De la corruption du régime français autour de l'intendant Bigot, du rôle du clergé dans la transition avec les Anglais, de la place des Amérindiens et des femmes dans la société «canadienne» de l'époque, Pierre Billon s'intéresse à l'envers de l'histoire — sans doute la plus intéressante pour un romancier — et la mêle étroitement aux événements plus visibles.

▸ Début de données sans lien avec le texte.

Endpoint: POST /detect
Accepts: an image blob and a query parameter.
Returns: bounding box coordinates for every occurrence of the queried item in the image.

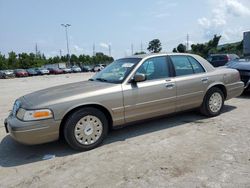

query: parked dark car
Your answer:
[48,68,63,74]
[208,54,240,67]
[0,70,15,79]
[81,65,92,72]
[27,68,38,76]
[14,69,29,77]
[226,60,250,91]
[61,68,72,74]
[36,68,49,75]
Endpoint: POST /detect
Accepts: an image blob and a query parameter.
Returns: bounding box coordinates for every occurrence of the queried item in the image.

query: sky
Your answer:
[0,0,250,58]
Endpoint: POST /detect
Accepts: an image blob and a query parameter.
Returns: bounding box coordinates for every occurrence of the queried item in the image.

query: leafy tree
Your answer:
[147,39,162,53]
[173,48,178,53]
[7,51,19,69]
[177,44,186,53]
[134,52,146,55]
[0,53,8,70]
[191,35,221,58]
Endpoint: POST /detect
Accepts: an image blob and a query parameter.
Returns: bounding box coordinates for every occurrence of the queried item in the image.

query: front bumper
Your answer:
[4,115,60,145]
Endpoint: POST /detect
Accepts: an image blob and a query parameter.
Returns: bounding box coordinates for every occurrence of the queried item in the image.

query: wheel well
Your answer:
[210,84,227,99]
[59,104,113,138]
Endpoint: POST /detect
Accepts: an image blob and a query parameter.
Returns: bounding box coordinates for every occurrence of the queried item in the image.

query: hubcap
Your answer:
[75,115,103,145]
[209,92,222,113]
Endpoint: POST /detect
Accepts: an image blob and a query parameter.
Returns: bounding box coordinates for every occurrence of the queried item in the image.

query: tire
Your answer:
[63,107,108,151]
[200,87,225,117]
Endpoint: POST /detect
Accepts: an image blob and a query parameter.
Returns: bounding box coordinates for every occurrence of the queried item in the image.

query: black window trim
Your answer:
[186,55,206,74]
[168,55,207,77]
[134,55,174,83]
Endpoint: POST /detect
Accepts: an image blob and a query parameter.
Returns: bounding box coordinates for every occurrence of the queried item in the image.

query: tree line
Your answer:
[0,52,114,70]
[138,35,243,58]
[0,35,243,70]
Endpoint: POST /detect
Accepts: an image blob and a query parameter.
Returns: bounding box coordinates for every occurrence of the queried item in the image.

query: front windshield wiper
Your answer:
[95,78,108,82]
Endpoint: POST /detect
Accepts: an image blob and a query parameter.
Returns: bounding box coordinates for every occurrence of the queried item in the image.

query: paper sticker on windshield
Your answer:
[122,63,134,68]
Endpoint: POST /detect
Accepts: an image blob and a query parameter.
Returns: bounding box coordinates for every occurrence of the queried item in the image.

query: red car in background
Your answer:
[48,68,63,74]
[14,69,29,77]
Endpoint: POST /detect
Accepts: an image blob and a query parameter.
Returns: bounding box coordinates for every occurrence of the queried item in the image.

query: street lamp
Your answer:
[61,24,71,65]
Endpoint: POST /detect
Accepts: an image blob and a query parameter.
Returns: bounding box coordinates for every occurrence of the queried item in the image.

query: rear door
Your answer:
[170,55,209,111]
[123,56,176,122]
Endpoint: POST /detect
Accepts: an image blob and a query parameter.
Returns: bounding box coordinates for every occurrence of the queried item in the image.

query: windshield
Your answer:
[90,58,141,83]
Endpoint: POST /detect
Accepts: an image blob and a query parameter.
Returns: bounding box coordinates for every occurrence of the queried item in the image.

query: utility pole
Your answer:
[59,49,62,58]
[35,43,38,57]
[186,34,189,51]
[93,43,95,56]
[109,44,111,57]
[131,44,134,55]
[61,24,71,65]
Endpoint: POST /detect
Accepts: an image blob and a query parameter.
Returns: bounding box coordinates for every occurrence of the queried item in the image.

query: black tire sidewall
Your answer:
[63,107,108,151]
[205,88,225,117]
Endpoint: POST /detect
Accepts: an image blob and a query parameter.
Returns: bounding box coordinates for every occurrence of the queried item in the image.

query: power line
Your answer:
[93,43,96,56]
[186,34,189,51]
[109,44,111,57]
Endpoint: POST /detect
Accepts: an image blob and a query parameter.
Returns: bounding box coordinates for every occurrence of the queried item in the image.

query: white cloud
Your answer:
[198,0,250,41]
[73,45,83,54]
[99,42,110,49]
[225,0,250,16]
[154,13,169,18]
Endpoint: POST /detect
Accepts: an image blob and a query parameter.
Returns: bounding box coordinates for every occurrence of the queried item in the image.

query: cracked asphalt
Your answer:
[0,73,250,188]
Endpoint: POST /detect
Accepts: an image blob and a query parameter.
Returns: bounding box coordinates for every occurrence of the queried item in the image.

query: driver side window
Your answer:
[136,57,169,80]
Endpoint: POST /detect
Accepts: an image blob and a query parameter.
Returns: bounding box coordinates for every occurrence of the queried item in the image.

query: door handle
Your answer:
[201,78,208,83]
[166,83,175,89]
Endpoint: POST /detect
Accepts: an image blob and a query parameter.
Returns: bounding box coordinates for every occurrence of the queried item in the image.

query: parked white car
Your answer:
[94,64,106,72]
[71,66,82,72]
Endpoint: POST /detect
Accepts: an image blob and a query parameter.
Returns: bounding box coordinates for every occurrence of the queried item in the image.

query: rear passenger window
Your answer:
[137,57,169,80]
[170,56,194,76]
[188,56,205,74]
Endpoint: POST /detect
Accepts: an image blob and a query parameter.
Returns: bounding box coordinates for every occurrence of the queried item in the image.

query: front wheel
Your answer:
[200,87,225,117]
[64,107,108,151]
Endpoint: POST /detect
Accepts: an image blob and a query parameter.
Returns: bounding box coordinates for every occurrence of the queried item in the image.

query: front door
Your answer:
[170,55,209,111]
[123,56,176,122]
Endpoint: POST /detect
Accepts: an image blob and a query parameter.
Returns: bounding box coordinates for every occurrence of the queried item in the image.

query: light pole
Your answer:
[61,24,71,65]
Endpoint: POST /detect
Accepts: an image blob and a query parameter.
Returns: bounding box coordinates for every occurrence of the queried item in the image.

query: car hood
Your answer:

Il s'agit là sans doute de la réussite la plus convaincante de l'auteur de L'Enfant du cinquième Nord et de L'Ultime Alliance (Seuil, 1982 et 1990).

Tiré du scénario du film Nouvelle-France, «fiction historique» de Jean Beaudin dotée du plus gros budget de l'histoire du cinéma québécois avec ses 33 millions de dollars, le roman de Pierre Billon (déjà scénariste de Séraphin, de Charles Binamé), arrive presque à faire oublier la danse des millions, les grosses têtes, le mélange mal assorti des accents et le jeu discutable des comédiens.

Sur papier, il ne reste plus qu'une histoire d'amour efficace et bien écrite, tentative parfaitement manucurée de rendre vivante et humaine l'histoire «avec sa grande hache» (Perec). Une histoire où on regrettera seulement certains télescopages historiques, des personnages peu nuancés répondant à quelques archétypes hollywoodiens, un manque évident de chair autour des mots. Un produit dérivé, certes, mais un produit dérivé de qualité.